Saturday, November 11, 2006

Gentle thoughts for an estranged child

And child of mine she stays, my baby of nearly thirty-seven who loved ironing and feeding the poor and drawing and writing and expounding on every theory with her encyclopaedic knowledge of just about everything. A fierce scrabble player, Harley Davidson rider, music lover, drum player. And on. She lives in Ireland and there shelives and loves well, I hope.
Written yesterday and emailed to her, my gorgeous, brilliant, Irish daughter.
-----------------------------------------------------------------------------

Reflections on a Steam Iron

The steam from the iron
Threading the needle eye
Of the crack in
The laundry room window.

Floating upwards to the
Sky above and across
Four thousand miles of sea
And falling softly on

You
There.

Ironing too.
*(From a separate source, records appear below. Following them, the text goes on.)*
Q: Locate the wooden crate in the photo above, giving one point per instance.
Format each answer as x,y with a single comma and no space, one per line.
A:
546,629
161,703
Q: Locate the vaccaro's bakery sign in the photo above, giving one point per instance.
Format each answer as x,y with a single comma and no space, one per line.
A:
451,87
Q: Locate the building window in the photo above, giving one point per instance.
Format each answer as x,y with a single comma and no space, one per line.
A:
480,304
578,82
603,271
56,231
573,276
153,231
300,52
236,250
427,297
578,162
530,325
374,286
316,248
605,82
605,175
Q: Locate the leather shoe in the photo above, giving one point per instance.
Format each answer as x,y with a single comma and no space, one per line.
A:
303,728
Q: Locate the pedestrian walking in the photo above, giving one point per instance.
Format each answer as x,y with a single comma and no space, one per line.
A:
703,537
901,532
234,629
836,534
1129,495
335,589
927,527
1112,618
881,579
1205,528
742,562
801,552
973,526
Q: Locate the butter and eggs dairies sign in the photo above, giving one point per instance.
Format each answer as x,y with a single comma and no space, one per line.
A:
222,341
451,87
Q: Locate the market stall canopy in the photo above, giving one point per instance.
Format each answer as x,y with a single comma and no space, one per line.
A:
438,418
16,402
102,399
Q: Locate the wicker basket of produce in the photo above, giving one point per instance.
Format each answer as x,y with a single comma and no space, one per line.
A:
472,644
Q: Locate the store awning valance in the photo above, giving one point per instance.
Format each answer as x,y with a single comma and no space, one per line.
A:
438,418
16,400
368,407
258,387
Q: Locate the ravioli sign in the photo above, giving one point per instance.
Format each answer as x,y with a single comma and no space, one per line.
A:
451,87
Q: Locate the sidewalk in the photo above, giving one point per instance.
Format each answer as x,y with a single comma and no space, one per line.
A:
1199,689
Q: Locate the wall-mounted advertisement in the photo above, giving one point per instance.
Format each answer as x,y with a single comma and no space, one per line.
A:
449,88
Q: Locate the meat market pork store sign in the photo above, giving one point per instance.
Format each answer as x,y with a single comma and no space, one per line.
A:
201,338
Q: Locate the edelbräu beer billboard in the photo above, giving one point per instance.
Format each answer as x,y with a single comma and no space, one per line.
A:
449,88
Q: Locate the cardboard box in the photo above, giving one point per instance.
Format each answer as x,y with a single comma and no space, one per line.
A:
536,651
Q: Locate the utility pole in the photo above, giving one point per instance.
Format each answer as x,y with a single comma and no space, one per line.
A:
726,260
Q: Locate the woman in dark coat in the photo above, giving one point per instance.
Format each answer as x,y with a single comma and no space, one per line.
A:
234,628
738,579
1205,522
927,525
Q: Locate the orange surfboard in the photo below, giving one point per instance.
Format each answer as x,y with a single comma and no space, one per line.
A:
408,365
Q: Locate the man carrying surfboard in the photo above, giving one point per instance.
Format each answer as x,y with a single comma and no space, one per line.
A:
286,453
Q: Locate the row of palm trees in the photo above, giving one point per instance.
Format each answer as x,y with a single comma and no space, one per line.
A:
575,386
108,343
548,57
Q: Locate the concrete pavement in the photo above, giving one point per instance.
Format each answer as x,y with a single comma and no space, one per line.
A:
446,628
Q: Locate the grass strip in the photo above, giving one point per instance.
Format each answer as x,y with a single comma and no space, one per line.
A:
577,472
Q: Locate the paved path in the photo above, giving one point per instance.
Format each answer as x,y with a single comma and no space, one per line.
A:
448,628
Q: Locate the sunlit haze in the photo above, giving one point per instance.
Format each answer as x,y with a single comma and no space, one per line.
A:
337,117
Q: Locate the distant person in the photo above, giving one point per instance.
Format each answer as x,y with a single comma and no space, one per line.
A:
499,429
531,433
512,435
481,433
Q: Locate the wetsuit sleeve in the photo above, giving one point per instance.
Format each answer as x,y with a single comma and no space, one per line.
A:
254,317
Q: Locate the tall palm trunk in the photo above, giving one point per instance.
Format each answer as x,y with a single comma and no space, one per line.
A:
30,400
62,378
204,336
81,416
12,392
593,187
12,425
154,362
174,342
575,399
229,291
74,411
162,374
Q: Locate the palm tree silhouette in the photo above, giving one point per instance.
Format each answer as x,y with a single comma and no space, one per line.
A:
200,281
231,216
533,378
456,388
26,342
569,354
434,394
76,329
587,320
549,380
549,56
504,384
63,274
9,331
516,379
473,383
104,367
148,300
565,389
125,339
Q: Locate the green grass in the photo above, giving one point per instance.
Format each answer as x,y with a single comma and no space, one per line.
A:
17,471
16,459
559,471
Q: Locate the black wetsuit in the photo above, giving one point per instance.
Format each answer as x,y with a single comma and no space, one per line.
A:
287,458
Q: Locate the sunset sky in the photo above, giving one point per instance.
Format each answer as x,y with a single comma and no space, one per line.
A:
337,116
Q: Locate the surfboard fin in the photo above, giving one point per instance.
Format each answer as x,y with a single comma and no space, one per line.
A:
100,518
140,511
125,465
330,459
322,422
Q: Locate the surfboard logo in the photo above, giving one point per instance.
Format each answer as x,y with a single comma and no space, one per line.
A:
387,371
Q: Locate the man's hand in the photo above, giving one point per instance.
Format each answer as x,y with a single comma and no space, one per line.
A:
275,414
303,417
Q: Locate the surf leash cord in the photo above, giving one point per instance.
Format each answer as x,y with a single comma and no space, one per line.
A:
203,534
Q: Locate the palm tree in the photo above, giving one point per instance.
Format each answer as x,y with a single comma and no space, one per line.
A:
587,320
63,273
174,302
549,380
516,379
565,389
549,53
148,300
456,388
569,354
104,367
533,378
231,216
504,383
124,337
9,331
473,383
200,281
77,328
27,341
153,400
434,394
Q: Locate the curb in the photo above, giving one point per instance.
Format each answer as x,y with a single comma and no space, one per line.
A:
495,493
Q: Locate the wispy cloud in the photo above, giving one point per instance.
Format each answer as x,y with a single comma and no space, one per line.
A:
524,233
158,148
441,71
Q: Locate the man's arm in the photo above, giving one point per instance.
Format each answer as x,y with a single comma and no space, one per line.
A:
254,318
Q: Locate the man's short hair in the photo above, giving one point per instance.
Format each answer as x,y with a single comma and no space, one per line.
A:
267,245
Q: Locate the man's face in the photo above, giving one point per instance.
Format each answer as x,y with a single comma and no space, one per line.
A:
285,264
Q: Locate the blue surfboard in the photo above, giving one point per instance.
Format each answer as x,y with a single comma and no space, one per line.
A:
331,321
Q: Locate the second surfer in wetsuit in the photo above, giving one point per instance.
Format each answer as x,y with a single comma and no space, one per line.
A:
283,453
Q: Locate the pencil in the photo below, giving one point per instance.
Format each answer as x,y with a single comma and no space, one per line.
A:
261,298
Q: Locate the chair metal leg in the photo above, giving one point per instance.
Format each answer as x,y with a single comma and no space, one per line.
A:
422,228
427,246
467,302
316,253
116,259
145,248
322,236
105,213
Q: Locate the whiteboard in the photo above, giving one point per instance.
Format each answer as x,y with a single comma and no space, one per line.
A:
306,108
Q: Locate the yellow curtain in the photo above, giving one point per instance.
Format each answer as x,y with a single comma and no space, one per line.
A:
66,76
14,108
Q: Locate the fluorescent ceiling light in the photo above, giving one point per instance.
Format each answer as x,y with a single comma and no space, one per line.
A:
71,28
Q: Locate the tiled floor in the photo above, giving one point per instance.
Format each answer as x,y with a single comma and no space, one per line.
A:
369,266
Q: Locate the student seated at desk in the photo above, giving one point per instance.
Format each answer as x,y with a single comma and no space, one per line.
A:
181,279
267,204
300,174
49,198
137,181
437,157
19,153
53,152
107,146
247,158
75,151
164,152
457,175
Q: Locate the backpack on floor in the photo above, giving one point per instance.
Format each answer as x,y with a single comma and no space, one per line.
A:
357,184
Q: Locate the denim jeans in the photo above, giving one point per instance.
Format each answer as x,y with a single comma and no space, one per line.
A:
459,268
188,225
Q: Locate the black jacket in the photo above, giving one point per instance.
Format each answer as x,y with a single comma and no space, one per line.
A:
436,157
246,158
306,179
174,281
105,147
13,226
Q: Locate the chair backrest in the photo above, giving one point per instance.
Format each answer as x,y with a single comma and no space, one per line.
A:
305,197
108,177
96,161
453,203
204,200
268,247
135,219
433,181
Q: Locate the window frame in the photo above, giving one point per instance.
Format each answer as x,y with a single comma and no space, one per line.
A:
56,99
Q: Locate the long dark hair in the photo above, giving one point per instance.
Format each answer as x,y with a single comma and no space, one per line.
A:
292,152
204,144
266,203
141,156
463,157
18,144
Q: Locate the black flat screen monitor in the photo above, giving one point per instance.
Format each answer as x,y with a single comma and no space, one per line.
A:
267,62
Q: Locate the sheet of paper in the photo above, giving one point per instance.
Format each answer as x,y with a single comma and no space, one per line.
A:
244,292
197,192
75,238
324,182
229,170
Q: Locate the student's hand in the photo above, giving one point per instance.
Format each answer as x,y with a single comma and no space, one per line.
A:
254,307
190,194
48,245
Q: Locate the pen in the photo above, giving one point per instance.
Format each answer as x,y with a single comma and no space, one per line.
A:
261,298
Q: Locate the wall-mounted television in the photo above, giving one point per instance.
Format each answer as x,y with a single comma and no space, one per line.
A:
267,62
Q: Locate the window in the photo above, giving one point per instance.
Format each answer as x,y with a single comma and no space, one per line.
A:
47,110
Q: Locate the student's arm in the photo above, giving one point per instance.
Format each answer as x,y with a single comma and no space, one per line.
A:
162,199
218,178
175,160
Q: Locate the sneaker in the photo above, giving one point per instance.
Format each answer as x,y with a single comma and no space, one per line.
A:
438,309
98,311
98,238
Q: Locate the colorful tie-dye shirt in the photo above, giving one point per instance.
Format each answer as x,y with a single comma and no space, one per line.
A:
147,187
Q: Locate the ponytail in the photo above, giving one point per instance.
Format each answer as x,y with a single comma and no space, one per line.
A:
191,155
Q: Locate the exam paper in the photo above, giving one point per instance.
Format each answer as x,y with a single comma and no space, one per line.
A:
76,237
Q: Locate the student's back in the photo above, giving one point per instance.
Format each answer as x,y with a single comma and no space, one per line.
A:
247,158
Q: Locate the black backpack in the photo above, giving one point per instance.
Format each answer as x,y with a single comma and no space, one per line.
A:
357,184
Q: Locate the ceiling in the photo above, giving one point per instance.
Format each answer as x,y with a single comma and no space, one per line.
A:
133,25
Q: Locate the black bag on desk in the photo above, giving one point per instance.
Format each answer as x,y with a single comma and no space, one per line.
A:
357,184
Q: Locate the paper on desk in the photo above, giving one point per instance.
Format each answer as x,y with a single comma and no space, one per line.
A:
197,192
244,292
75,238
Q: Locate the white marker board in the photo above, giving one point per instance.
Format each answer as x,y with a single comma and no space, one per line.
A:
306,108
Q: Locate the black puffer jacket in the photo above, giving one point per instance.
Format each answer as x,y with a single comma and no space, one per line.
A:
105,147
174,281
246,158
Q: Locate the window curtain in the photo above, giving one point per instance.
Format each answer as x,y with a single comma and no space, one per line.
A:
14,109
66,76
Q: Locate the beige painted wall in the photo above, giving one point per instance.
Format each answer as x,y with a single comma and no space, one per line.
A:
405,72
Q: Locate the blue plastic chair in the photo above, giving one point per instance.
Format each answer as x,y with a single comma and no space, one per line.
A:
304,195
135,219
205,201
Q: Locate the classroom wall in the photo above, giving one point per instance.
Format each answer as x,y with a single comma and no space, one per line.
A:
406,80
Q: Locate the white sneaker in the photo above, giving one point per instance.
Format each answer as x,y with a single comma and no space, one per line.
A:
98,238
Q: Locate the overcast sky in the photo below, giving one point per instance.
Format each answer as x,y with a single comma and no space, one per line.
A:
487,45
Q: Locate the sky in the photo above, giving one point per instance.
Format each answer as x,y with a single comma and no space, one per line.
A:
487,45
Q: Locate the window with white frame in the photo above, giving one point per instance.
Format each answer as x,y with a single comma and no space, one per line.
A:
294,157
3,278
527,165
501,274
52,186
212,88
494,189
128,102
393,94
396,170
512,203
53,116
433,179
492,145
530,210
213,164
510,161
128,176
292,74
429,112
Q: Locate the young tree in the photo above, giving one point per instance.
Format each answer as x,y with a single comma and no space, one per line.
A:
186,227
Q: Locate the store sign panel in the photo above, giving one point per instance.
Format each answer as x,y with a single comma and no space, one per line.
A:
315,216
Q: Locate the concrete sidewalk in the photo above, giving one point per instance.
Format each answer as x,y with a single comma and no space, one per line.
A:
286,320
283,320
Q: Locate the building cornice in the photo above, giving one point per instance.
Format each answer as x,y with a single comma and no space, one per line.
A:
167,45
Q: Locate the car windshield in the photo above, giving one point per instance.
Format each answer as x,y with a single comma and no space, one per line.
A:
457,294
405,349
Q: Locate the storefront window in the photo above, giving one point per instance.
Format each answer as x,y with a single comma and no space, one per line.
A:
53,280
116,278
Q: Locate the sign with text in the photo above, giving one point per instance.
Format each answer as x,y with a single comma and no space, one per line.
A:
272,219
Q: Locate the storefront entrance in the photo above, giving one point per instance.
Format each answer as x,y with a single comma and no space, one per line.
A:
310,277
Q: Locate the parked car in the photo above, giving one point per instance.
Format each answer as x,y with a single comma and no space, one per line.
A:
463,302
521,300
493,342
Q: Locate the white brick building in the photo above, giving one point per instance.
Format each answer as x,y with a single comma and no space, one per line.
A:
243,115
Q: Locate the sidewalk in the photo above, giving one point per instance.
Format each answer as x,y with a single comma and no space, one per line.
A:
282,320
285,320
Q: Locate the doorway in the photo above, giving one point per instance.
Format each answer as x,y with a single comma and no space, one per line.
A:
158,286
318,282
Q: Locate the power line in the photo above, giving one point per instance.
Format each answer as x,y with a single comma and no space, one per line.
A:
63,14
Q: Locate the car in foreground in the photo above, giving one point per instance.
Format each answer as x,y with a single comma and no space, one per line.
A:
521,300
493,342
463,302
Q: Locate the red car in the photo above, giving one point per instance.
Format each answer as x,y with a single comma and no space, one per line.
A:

Pressing
Cutting butter edges
Into soft cotton trousers
And razor creased sleeves on
To Goodwill linen shirts.

------------------------------------------------------------------------------

Sunday, November 05, 2006

Disconnection

Disconnection

I was taught in early days
For the good of the whole
Give to the church.
And it would take care of Africa
And those pagan babies.

I was taught in middle days
Me first, live and let live.
I’ll take care of me
And you’ll take care of you
How neat. And end of story.

No and no and no
Is there such a thing
As loving detachment
From the pain of
A limbless child in Iraq.

From the frightened
Face of a teenage whore
On Jarvis Street.
From the smelly mound
Of a sleeping bag on a filthy grid.

I teach myself in elder days
That the child is me
The whore is me.
And I’m inside the fetid bag
Of my own blindness.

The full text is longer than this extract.